The night was cold and threatening rain, the air was brisk and breezy and already dropping sheets of mist. The louts in the village would be inside their shacks or tucked under their tiny tin and tar paper porches. Most wouldn’t even bother with a lantern light since they all stopped gathering for their drunken conferences at night.
Felecia stalked up to the village outskirts and waited for the night to grow colder and cloudier until the rain began falling in its steady autumn sheets. There were ten of them by now, some girls, some women, all slightly slimy unfortunates left to wither and change color like strange leaves dangling from the hanging tree.

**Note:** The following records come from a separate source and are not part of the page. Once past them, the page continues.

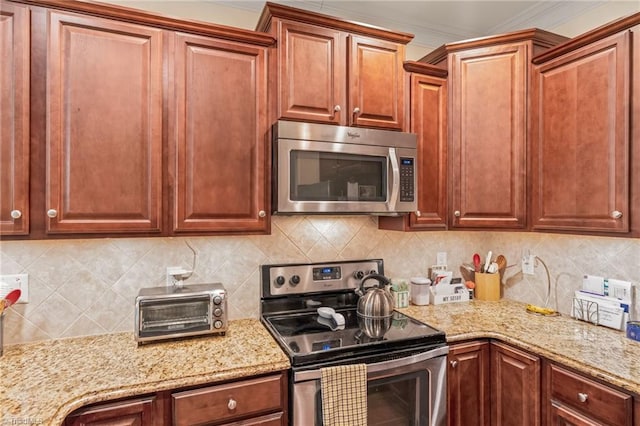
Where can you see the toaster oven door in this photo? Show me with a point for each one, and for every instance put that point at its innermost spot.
(173, 317)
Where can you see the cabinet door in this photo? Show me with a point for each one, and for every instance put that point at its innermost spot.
(580, 139)
(14, 120)
(488, 90)
(104, 130)
(312, 73)
(376, 83)
(218, 143)
(468, 384)
(136, 412)
(515, 387)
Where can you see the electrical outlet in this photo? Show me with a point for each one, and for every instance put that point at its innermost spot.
(528, 264)
(10, 282)
(176, 274)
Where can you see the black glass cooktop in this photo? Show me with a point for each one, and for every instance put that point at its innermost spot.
(308, 338)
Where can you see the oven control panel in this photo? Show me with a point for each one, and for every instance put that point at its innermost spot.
(289, 279)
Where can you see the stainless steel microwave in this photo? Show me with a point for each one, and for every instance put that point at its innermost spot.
(320, 168)
(172, 312)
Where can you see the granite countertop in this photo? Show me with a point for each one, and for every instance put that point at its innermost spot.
(45, 381)
(594, 350)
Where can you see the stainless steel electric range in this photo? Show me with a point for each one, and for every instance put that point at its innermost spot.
(406, 359)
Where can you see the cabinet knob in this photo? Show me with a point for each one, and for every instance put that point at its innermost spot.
(232, 404)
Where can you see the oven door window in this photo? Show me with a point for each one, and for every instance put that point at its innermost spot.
(395, 400)
(335, 176)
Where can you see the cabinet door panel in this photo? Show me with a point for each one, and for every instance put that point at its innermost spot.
(219, 137)
(515, 387)
(580, 140)
(488, 132)
(105, 125)
(312, 67)
(376, 81)
(14, 120)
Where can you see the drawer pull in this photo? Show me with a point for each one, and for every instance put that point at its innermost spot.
(232, 404)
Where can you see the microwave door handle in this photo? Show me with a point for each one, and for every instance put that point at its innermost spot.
(395, 178)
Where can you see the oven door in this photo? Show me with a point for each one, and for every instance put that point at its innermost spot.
(326, 177)
(404, 391)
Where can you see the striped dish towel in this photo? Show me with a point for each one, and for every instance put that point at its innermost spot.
(344, 395)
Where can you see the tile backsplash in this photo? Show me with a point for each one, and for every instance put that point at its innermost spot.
(88, 286)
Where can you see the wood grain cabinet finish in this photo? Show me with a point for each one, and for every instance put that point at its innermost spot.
(14, 120)
(515, 387)
(488, 128)
(580, 154)
(427, 89)
(133, 412)
(104, 126)
(468, 384)
(337, 72)
(573, 399)
(218, 146)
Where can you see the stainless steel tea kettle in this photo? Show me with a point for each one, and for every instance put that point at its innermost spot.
(377, 301)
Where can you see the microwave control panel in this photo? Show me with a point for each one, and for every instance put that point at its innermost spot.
(407, 179)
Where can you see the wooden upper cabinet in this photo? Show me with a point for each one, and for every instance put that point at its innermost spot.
(14, 120)
(488, 136)
(334, 71)
(218, 149)
(104, 129)
(580, 153)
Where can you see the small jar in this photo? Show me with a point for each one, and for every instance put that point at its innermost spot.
(420, 290)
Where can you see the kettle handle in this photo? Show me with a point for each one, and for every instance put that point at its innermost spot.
(382, 281)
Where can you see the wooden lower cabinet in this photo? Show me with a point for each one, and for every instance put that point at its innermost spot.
(130, 412)
(261, 400)
(468, 384)
(515, 387)
(570, 398)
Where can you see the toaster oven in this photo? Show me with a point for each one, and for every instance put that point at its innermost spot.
(174, 312)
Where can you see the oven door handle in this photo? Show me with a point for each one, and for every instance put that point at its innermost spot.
(301, 376)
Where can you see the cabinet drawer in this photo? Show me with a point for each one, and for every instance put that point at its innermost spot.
(598, 401)
(227, 402)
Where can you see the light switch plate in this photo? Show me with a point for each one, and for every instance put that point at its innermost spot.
(10, 282)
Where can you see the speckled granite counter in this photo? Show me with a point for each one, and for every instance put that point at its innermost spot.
(598, 351)
(43, 382)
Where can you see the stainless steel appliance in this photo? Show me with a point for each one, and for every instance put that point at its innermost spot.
(406, 359)
(180, 311)
(320, 168)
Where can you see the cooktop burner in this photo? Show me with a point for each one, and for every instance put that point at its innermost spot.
(307, 338)
(292, 294)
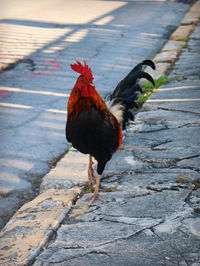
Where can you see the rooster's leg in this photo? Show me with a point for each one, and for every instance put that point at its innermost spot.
(95, 195)
(91, 175)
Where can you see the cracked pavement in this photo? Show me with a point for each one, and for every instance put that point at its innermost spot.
(38, 43)
(152, 185)
(152, 215)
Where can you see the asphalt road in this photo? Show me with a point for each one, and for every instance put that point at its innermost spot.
(39, 40)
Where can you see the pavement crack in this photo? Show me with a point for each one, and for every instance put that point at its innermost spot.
(175, 110)
(170, 245)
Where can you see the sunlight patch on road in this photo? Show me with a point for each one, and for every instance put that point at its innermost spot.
(35, 92)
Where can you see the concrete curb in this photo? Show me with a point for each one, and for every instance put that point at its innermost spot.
(177, 41)
(35, 223)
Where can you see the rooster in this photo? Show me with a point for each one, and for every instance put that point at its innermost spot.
(93, 125)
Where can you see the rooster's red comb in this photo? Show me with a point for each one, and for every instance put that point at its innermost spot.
(84, 70)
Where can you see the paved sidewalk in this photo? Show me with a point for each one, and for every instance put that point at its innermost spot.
(152, 185)
(153, 217)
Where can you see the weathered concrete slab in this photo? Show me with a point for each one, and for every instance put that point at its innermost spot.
(151, 186)
(33, 225)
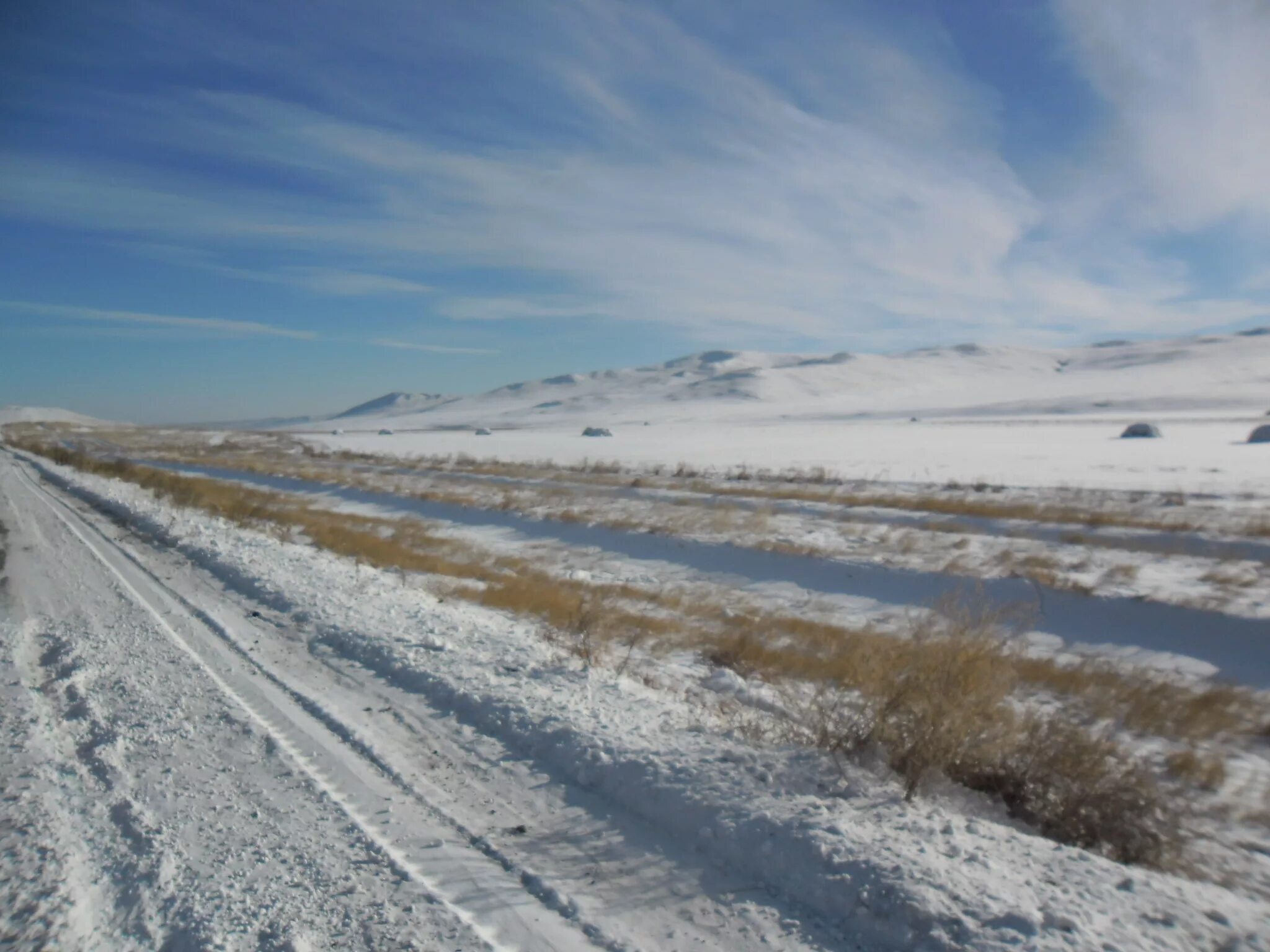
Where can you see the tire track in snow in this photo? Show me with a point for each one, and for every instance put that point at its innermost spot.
(498, 923)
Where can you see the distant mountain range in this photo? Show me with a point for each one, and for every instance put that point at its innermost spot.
(1214, 372)
(12, 413)
(1228, 372)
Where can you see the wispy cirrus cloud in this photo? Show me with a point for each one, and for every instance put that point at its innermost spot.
(431, 348)
(672, 175)
(213, 327)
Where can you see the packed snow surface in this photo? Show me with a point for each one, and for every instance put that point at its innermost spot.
(228, 742)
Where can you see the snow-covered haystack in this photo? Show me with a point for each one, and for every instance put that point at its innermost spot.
(1141, 431)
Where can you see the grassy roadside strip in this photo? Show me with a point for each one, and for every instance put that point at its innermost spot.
(683, 517)
(948, 697)
(819, 485)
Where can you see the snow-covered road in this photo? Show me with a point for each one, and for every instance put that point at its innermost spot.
(189, 776)
(214, 739)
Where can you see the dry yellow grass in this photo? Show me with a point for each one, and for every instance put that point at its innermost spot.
(936, 697)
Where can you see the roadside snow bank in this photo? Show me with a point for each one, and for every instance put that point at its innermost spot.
(948, 873)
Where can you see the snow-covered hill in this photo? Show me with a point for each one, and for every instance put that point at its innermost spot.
(394, 405)
(1226, 372)
(12, 413)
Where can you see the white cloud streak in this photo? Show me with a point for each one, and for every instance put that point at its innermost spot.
(215, 327)
(430, 348)
(861, 196)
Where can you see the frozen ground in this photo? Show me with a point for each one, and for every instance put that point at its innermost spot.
(226, 742)
(1196, 455)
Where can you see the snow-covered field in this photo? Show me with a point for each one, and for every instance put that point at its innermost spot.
(1206, 454)
(228, 742)
(226, 738)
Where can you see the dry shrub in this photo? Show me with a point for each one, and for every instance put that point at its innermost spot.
(941, 707)
(1081, 788)
(933, 703)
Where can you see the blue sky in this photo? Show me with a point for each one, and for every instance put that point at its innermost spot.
(219, 209)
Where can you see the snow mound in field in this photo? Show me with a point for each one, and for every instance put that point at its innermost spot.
(1227, 372)
(12, 413)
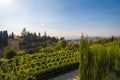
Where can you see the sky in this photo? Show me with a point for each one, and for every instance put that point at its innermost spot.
(61, 17)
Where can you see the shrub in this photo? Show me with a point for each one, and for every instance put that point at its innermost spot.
(9, 52)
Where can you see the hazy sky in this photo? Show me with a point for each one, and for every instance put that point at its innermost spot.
(61, 17)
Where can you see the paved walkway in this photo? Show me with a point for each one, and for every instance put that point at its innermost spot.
(73, 75)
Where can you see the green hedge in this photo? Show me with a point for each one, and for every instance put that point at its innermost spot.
(99, 62)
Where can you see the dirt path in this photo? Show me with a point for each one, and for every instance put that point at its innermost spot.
(67, 76)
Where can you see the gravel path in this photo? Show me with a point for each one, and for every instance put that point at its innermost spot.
(73, 75)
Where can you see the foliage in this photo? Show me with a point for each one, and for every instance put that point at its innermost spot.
(30, 65)
(9, 52)
(99, 62)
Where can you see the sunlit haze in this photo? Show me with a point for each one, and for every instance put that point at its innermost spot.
(61, 17)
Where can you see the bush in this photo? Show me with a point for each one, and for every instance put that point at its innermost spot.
(9, 52)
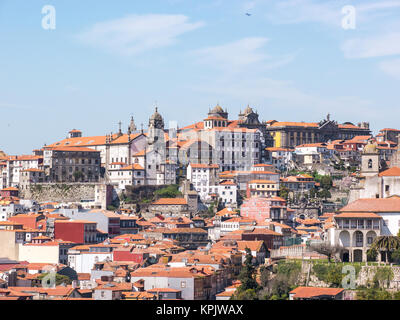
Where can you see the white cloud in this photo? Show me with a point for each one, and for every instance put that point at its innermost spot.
(376, 46)
(135, 34)
(299, 11)
(242, 55)
(378, 5)
(283, 99)
(391, 67)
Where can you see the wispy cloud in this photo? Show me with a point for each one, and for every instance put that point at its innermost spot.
(376, 46)
(135, 34)
(241, 55)
(285, 98)
(12, 106)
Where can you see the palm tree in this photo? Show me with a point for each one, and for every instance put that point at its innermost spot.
(386, 244)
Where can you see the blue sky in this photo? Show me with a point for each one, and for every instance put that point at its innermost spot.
(109, 60)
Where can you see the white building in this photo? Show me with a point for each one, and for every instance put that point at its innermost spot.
(204, 178)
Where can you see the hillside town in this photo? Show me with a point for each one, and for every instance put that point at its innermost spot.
(231, 207)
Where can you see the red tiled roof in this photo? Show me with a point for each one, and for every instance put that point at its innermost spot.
(392, 172)
(374, 205)
(310, 292)
(170, 201)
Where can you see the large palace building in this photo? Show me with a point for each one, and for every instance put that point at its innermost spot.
(292, 134)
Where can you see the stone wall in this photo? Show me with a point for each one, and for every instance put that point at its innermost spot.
(59, 192)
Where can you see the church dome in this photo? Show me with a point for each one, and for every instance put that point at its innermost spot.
(371, 147)
(156, 116)
(217, 109)
(248, 110)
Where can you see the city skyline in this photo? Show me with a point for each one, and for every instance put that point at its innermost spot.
(95, 69)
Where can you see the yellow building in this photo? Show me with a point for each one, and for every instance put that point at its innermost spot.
(267, 188)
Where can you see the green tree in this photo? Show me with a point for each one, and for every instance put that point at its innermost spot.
(382, 277)
(78, 175)
(284, 192)
(324, 193)
(60, 279)
(249, 286)
(386, 244)
(171, 191)
(396, 256)
(373, 294)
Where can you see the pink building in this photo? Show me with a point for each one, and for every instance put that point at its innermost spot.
(262, 208)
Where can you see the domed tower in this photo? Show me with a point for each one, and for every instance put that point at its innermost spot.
(370, 160)
(249, 117)
(156, 129)
(218, 112)
(132, 126)
(156, 121)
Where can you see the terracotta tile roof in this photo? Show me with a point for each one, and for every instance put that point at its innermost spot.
(252, 245)
(392, 172)
(310, 292)
(71, 149)
(204, 166)
(358, 215)
(170, 201)
(391, 204)
(263, 181)
(164, 271)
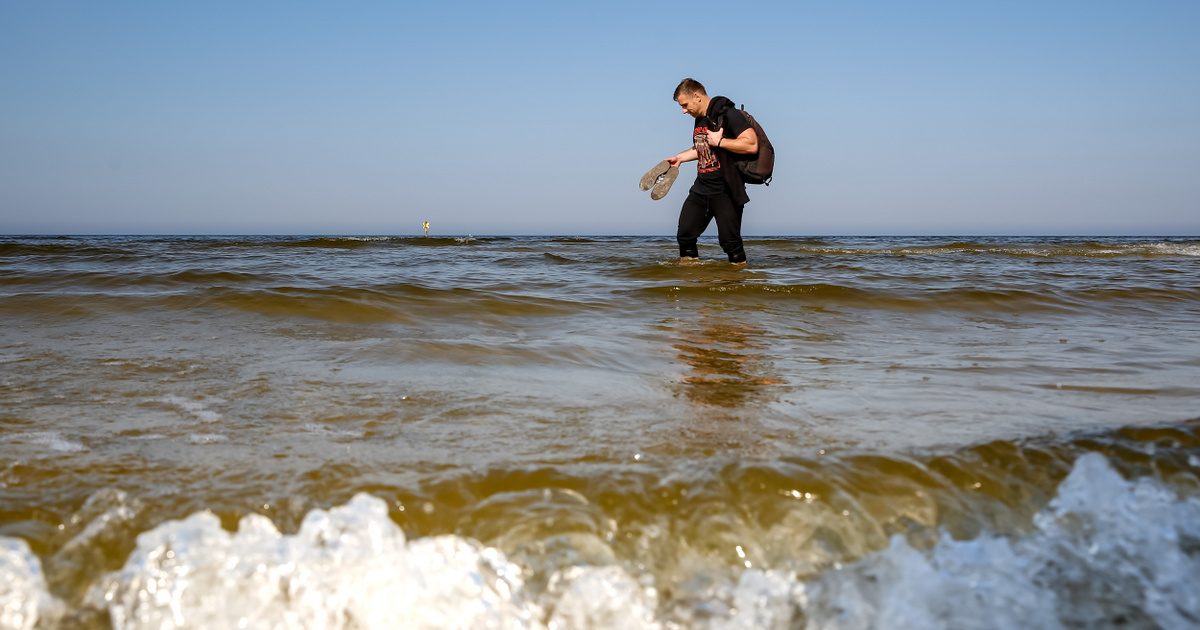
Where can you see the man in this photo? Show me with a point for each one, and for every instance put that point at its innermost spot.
(719, 136)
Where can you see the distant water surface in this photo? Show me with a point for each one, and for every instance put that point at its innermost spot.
(570, 432)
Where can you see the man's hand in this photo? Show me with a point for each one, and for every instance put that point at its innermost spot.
(714, 137)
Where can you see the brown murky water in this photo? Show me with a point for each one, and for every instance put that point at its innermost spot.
(849, 431)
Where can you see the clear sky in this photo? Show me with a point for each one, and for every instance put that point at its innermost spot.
(539, 118)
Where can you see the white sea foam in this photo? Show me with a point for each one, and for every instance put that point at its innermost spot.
(23, 594)
(49, 439)
(207, 438)
(197, 409)
(346, 568)
(1105, 551)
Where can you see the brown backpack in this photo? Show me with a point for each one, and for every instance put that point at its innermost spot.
(760, 168)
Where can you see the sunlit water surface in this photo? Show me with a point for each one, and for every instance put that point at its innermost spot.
(581, 432)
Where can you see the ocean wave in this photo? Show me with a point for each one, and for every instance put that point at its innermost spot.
(927, 299)
(1091, 558)
(1032, 249)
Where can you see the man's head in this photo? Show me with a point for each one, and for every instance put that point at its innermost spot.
(691, 97)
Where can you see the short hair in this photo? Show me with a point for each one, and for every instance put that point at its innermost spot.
(689, 85)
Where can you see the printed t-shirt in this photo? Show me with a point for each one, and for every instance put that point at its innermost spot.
(709, 179)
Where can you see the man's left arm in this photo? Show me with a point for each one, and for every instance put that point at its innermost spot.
(745, 143)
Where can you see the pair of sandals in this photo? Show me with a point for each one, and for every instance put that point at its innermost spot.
(659, 179)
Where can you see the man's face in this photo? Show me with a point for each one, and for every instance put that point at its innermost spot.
(690, 105)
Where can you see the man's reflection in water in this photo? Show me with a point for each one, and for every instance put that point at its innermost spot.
(726, 359)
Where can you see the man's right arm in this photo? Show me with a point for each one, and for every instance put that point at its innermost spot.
(683, 156)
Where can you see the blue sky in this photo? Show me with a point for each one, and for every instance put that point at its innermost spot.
(539, 118)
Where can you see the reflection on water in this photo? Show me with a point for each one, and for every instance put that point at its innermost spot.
(706, 439)
(725, 354)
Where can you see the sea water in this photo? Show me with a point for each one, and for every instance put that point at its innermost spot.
(580, 432)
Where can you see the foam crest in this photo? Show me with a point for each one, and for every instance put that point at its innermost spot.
(346, 568)
(1104, 552)
(23, 594)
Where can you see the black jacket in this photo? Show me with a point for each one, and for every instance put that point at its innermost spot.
(717, 108)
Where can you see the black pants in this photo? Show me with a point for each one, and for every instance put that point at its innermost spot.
(694, 217)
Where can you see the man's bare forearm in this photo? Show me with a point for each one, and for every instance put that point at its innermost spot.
(683, 156)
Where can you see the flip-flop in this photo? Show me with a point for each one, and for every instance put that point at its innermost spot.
(652, 177)
(663, 184)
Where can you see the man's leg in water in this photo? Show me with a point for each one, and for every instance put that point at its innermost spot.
(694, 219)
(729, 227)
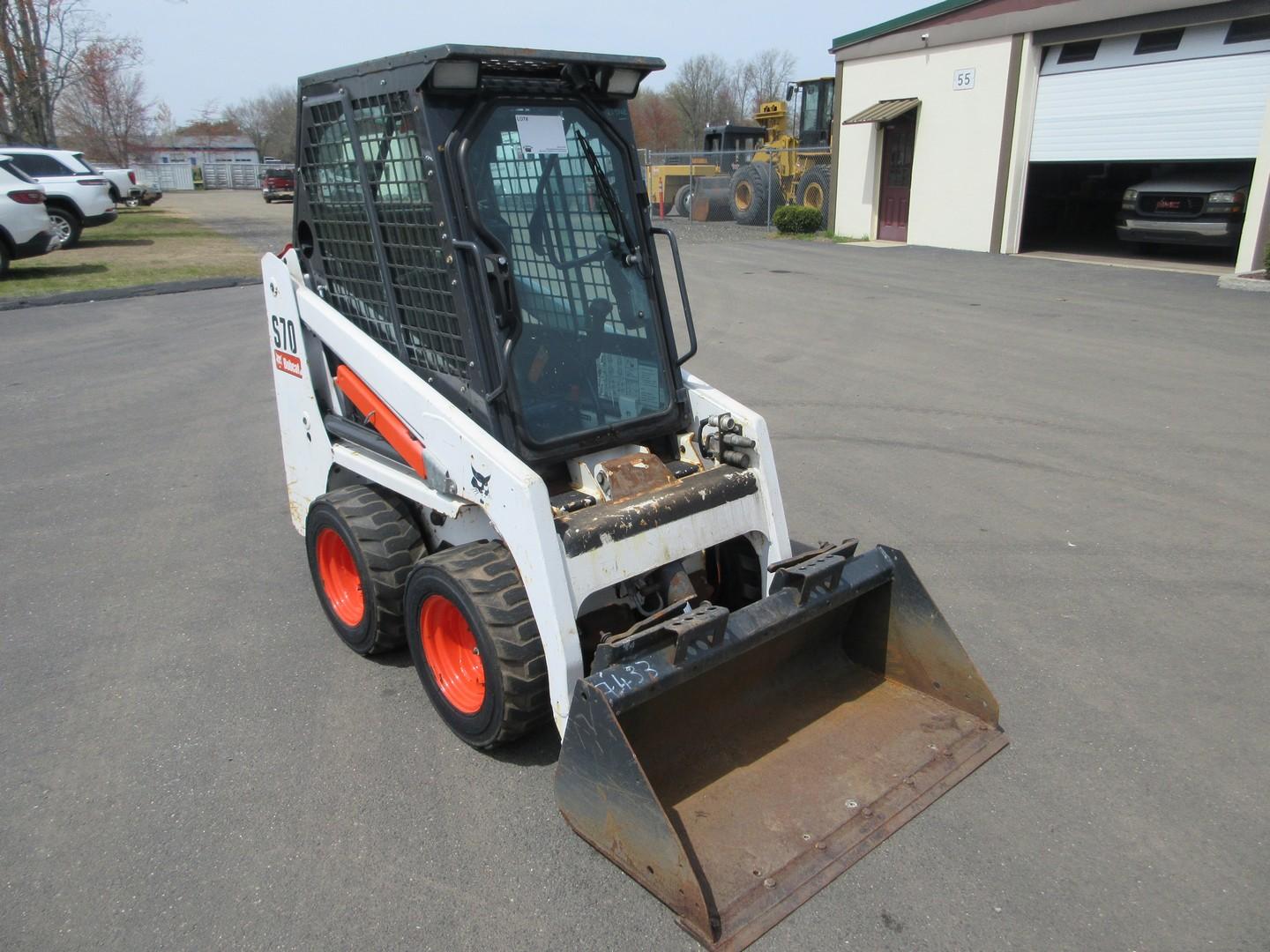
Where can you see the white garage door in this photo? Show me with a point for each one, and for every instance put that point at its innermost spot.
(1209, 108)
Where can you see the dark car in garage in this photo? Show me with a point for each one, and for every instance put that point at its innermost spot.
(1184, 211)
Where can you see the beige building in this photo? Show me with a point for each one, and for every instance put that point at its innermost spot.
(1009, 124)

Felecia let the bodies fall as she cut them down, one by one. She took her time and waited to see if any of the drunken louts dared to come out from under the safety of their little porches. None did. When she was finished cutting them down, she surveyed the ground around the hanging tree, its odd and sad fruit were splayed out on the ground waiting only to return to the earth in full. Custom spoke of burials but Felecia never understood the point in all that. Giving them to the sea sounded better but each body would require dragging individually to the pebble beach some fifty yards away past and through the stacked village squalor. Even if she managed to drag all her new sisters down to the cold waters edge, what then? The tide at the south of the island was where things came to rest, not to wash away. The poor unfortunates would just grind up against the smooth ocean rocks until they stopped looking like people at all.
Ten strange and awful victims, sisters down to the last and all Felecia wanted to do as she looked around was to lay down and join them in their rest. None of them should have been dead and Felecia felt she probably should have died just as many times over by then. If only she could have laid down and let them all go back to their lives, fresh and new as though their husbands, brothers, and fathers, hadn’t murdered them simply for the unfortunate convenience of their sex.
If there was a next day, a big if, she wanted to come back to the village and make every single lout pay for their hubris and their superstitious stupidity. A life she would gladly lead with her stupid mask on, sneaking into their huts and scaring them right down to their rotten roots.
The bodies were left in their inglorious pile around the tree, Felecia took a moment to collect their nooses, promising to herself to leave one outside every hut belonging to a murder who deserved the same if she was ever able.
The rainy march up to Rotary house would be taken slowly, her new dire and sad arraignments collected up in a sack carried at her side save one. Felecia wore one of the nooses around her neck, one so recently worn by a young girl with a belly big enough to tell a sad tale. It wasn’t Emeh, but the girl was about the same age.
There were no family jewels left, no heirlooms to draw attention to the Conway neck, but that one would do well enough for what the night had left in store.